Jetzt beginnt für Marcel eine gute Zeit. Er beginnt eine Ausbildung zum Fliesenleger bei einer städtischen Einrichtung und schließt diese auch ab. Marcel baut sich eine Beziehung auf und genießt ein paar unbeschwerte und glückliche Jahre.

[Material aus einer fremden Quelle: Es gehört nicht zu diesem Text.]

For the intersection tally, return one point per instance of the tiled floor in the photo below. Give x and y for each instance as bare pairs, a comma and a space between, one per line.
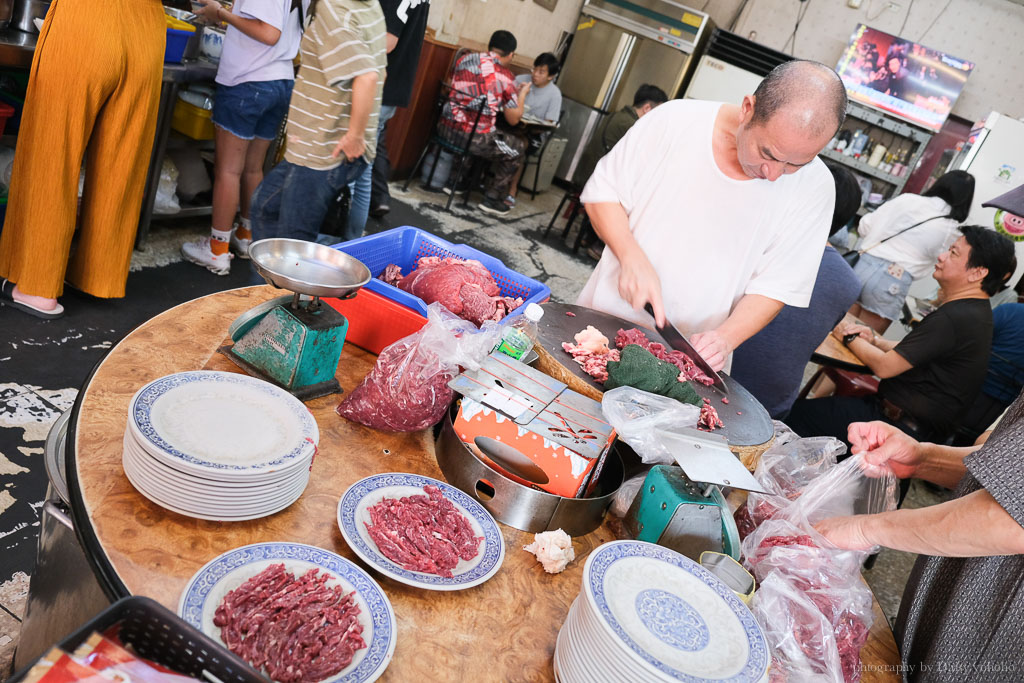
42, 364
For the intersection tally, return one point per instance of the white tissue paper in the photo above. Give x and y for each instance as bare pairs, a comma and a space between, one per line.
553, 550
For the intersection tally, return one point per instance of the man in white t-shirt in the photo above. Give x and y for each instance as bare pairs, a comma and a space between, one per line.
714, 213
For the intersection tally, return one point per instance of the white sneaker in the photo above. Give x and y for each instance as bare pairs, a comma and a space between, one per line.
240, 246
199, 253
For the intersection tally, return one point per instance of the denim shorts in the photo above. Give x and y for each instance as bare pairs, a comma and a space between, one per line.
252, 110
883, 292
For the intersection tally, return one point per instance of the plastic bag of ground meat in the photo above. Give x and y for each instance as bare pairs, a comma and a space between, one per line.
817, 613
408, 388
646, 422
784, 470
786, 544
800, 637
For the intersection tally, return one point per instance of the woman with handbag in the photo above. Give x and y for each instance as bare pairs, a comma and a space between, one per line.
900, 242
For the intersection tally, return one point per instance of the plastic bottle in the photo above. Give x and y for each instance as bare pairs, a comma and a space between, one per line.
520, 333
877, 154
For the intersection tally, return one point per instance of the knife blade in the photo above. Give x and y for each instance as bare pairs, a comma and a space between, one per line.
678, 342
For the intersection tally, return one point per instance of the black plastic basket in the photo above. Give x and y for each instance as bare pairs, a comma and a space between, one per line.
160, 635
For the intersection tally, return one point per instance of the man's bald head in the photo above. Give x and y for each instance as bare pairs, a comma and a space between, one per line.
809, 94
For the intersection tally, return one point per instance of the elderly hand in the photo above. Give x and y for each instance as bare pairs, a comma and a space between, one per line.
713, 347
209, 11
886, 449
639, 284
862, 331
845, 532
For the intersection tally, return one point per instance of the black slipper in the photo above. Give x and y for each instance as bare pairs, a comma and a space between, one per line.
7, 297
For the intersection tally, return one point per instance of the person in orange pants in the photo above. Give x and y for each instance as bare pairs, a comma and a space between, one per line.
93, 92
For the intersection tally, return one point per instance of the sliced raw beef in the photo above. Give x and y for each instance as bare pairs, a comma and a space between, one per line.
423, 532
296, 630
591, 352
688, 370
464, 287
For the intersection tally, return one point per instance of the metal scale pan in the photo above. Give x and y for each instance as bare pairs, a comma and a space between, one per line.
306, 267
297, 344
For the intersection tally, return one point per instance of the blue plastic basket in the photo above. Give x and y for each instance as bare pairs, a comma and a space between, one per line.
404, 246
176, 42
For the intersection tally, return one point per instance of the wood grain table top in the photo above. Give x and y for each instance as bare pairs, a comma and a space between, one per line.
503, 630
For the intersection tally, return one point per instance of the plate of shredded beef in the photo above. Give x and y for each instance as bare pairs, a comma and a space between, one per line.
421, 531
337, 621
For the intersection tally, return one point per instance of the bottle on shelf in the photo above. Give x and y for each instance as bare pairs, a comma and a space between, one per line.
857, 145
854, 140
878, 153
520, 333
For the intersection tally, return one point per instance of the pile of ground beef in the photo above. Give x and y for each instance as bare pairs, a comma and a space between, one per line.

Das Blatt wendet sich, als Marcel etwa 20 Jahre alt ist. Die Freundin verlässt ihn und kommt mit seinem besten Freund zusammen. Er ist am Boden zerstört und empfänglich für die Wirkungen härterer Drogen. Besonders Crystal Meth, das in Sachsen weit verbreitet ist, lässt ihn schnell nicht mehr los. Heute ist Marcel selber erstaunt, in wie kurzer Zeit er abhängig wurde und wie schnell der soziale Abstieg verlief: Innerhalb eines halben Jahres verlor er die Wohnung und die Arbeit. Der Kontakt zur Mutter wird in dieser Zeit immer weniger und weniger.

In den nächsten fünf Jahren ist Marcel ohne einen festen Wohnsitz. Das Crystal hat ihn fest im Griff. Heute bezeichnet er die Zeit als eine Art Parallelwelt. Ohne Disco und Party, aber bis zu zwei Wochen am Stück ohne richtigen Schlaf. Anschließend schläft er dann bis zu zwei Tage komplett durch. Er lebt bei Kumpels und verkauft Drogen, um sein Leben zu finanzieren.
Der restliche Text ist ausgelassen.